Phenotype of Cx36−/− mice. A: Intraperitoneal (i.p.) glucose tolerance test (IPGTT) on male Cx36+/+ (■) and Cx36−/− mice (◇), each 16 weeks of age, after 2 g/kg body weight (b.w.) i.p. glucose injection. n = 6 littermate mice in each group. B: IPGTT on female mice 16 weeks of age, as in A. n = 8 littermate mice in each group. C: Oral GTT on male mice 16 weeks of age after 2 g/kg b.w. oral gavage. n = 6 littermate mice in each group. D: Area under the curve (AUC) of the glucose excursion during IPGTT after i.p. injection of variable amounts of glucose. n = 9 age-matched mice studied in parallel in each group. E: Plasma insulin measurements in male mice aged 16 weeks before (0) and 30 min after 3 g/kg b.w. i.p. glucose injection (black bars, Cx36+/+ mice; white bars, Cx36−/− mice). n = 8 littermate mice in each group. F: Plasma glucagon measurements in male mice aged 16 weeks, before (0) and 30 min after i.p. glucose injection, as in D. n = 7 littermate mice in each group. G: Insulin tolerance test after 0.75 units/kg i.p. insulin injection (see arrow). n = 10 littermate mice in each group. *, significant difference (P < 0.05, two-tailed Student t test) at each time point comparing measurements in Cx36+/+ and Cx36−/− mice.

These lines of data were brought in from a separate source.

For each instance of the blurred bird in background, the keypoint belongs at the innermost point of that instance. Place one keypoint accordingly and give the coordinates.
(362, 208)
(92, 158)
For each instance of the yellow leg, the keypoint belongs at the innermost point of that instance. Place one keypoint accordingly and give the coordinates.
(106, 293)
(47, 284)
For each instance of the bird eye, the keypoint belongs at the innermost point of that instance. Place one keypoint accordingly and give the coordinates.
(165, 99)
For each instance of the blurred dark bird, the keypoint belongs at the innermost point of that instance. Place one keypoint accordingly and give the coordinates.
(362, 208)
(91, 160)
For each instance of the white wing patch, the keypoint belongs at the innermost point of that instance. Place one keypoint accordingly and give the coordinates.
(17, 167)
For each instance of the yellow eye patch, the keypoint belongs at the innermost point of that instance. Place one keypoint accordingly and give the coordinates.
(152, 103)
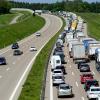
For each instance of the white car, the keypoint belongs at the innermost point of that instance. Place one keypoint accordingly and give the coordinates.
(38, 34)
(93, 93)
(33, 48)
(64, 90)
(57, 72)
(58, 80)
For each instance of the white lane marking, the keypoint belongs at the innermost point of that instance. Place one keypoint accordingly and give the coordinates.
(82, 98)
(51, 87)
(13, 63)
(28, 67)
(73, 73)
(76, 83)
(93, 72)
(0, 76)
(8, 69)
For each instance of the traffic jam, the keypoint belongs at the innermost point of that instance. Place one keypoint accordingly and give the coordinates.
(81, 50)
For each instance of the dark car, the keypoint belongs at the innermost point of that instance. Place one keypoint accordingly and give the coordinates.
(62, 68)
(2, 61)
(62, 56)
(17, 52)
(15, 46)
(84, 68)
(90, 83)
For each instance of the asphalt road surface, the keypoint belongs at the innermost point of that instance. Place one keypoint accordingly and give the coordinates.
(72, 77)
(14, 73)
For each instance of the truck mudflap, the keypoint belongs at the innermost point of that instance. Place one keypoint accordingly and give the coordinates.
(78, 60)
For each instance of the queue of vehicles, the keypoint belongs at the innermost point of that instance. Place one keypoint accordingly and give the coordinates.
(82, 50)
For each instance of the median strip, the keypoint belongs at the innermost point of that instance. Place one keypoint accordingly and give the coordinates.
(32, 88)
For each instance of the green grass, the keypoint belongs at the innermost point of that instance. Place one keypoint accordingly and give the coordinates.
(18, 31)
(32, 88)
(5, 19)
(25, 15)
(93, 21)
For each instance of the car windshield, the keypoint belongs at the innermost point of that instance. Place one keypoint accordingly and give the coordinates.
(58, 77)
(57, 61)
(96, 89)
(87, 75)
(57, 71)
(92, 82)
(64, 87)
(1, 59)
(85, 65)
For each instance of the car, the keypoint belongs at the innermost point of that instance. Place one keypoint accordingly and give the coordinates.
(90, 83)
(33, 48)
(57, 80)
(57, 72)
(93, 93)
(17, 52)
(15, 46)
(62, 56)
(86, 76)
(38, 34)
(64, 90)
(62, 68)
(2, 61)
(84, 68)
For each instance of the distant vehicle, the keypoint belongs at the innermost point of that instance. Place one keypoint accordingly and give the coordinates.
(64, 90)
(17, 52)
(58, 80)
(78, 52)
(33, 48)
(38, 34)
(62, 68)
(84, 68)
(85, 77)
(2, 61)
(15, 46)
(61, 54)
(55, 61)
(93, 93)
(90, 83)
(57, 72)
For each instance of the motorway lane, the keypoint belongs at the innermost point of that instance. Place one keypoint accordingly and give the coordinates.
(11, 73)
(72, 78)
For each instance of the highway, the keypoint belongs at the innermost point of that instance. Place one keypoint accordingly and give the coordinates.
(72, 77)
(13, 75)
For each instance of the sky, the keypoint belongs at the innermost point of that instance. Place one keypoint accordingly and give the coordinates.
(48, 1)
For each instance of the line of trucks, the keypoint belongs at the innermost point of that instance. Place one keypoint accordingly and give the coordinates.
(81, 48)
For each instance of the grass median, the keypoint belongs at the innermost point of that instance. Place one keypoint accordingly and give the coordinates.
(5, 19)
(32, 88)
(93, 21)
(18, 31)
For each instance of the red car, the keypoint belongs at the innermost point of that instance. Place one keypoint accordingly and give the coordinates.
(85, 77)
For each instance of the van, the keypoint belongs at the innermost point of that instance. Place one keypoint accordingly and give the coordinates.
(55, 61)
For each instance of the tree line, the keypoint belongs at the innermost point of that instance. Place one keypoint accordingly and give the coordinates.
(65, 5)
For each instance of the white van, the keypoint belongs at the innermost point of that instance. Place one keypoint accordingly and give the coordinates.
(55, 61)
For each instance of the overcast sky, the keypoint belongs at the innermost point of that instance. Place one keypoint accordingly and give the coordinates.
(48, 1)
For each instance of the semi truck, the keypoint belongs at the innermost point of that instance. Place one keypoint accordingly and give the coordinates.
(78, 52)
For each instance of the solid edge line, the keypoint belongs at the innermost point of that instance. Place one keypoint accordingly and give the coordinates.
(31, 62)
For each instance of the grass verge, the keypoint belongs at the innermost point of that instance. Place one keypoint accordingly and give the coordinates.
(33, 85)
(93, 21)
(18, 31)
(5, 19)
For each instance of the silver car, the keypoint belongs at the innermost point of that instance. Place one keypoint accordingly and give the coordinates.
(58, 80)
(64, 90)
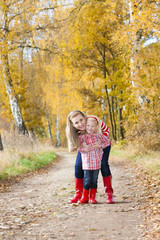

To assess the dynamics underlying glucose-stimulated insulin secretion, we measured the temporal [Ca2+]i responses to glucose in Cx36+/+ and Cx36−/− islets. In Cx36+/+ islets, coordinated oscillatory [Ca2+]i was measured, with individual cells of each islet showing similar periods of 2–5 min (e.g., Supplementary Fig. 2A). In Cx36−/− islets, no coordinated [Ca2+]i was measured, although the majority of individual cells in each islet showed oscillatory [Ca2+]i (6,21) with periods ranging from <5 s up to 8 min (e.g., Supplementary Fig. 2B). Additionally, it has been shown that isolated Cx36−/− islets do not release insulin in regular pulses, unlike isolated Cx36+/+ wild-type islets (6). These data from isolated islets suggest that altered insulin dynamics may also occur in vivo and contribute to the glucose intolerance seen in Cx36−/− mice.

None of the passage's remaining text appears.